117 P.3d 313 | Or. Ct. App. | 2005

117 P.3d 313 (2005)
200 Or. App. 713

STATE of Oregon, Respondent,
v.
Gary Wayne MOTSINGER, Appellant.

021244; A120560.

Court of Appeals of Oregon.

Submitted on Record and Brief June 30, 2005.
Decided July 27, 2005.

Stephanie Hortsch, Deputy Public Defender, filed the brief for appellant. With her on the brief were Peter A. Ozanne, Executive Director, and Peter Gartlan, Chief Defender, Office of Public Defense Services.

Daniel J. Casey, Assistant Attorney General, filed the brief for respondent. With him on the brief were Hardy Myers, Attorney General, and Mary H. Williams, Solicitor General.

Before EDMONDS, Presiding Judge, and LINDER[*] and SCHUMAN, Judges.

PER CURIAM.

Defendant appeals his convictions for manufacture of a controlled substance and possession of a controlled substance. On appeal, he raises four assignments of error, only one of which requires discussion.

After a jury convicted defendant, the trial court "merged" the two convictions for sentencing purposes. The court found that there were substantial and compelling reasons to depart from the presumptive probationary sentence, and it sentenced defendant to 18 months' imprisonment, followed by 24 months of post-prison supervision. To support its dispositional departure, the court found that "[p]robation would serve no useful purpose." To support its durational departure, the court found that defendant was "on *314 probation in the State of Alaska when this crime was committed."
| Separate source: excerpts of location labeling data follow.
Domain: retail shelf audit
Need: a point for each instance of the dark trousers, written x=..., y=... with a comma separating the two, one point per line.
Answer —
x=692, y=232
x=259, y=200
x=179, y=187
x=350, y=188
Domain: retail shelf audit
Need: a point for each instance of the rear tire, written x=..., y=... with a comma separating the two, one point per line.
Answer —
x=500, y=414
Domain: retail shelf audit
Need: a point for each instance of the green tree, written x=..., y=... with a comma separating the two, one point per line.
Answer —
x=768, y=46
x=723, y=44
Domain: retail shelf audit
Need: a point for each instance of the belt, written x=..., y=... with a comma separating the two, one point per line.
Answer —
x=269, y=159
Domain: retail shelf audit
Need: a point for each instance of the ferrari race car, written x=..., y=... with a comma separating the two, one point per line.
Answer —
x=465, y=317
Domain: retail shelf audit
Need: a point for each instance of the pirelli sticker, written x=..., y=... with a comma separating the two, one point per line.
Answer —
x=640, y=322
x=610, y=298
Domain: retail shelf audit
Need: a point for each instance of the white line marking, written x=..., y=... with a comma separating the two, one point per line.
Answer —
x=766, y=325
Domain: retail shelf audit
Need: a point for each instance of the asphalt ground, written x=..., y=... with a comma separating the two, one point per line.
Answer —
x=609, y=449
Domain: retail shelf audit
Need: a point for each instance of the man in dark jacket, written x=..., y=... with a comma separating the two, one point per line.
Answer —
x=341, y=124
Although he did not preserve his claim in the trial court, defendant now argues that the trial court erred in relying on those factors to support its departure sentence. In State v. Perez, 196 Or.App. 364, 102 P.3d 705 (2004), rev. allowed, 338 Or. 488, 113 P.3d 434 (2005), we held that it was error under Blakely v. Washington, 542 U.S. 296, 124 S. Ct. 2531, 159 L. Ed. 2d 403 (2004), and Apprendi v. New Jersey, 530 U.S. 466, 120 S. Ct. 2348, 147 L. Ed. 2d 435 (2000), for a court to rely on unadmitted and unproven facts, other than the fact of a prior conviction, in imposing a departure sentence. We also held that the error was apparent on the face of the record. The same principles apply here.

Sentences vacated; remanded for resentencing; otherwise affirmed.

NOTES

[*] Linder, J., vice Richardson, S.J.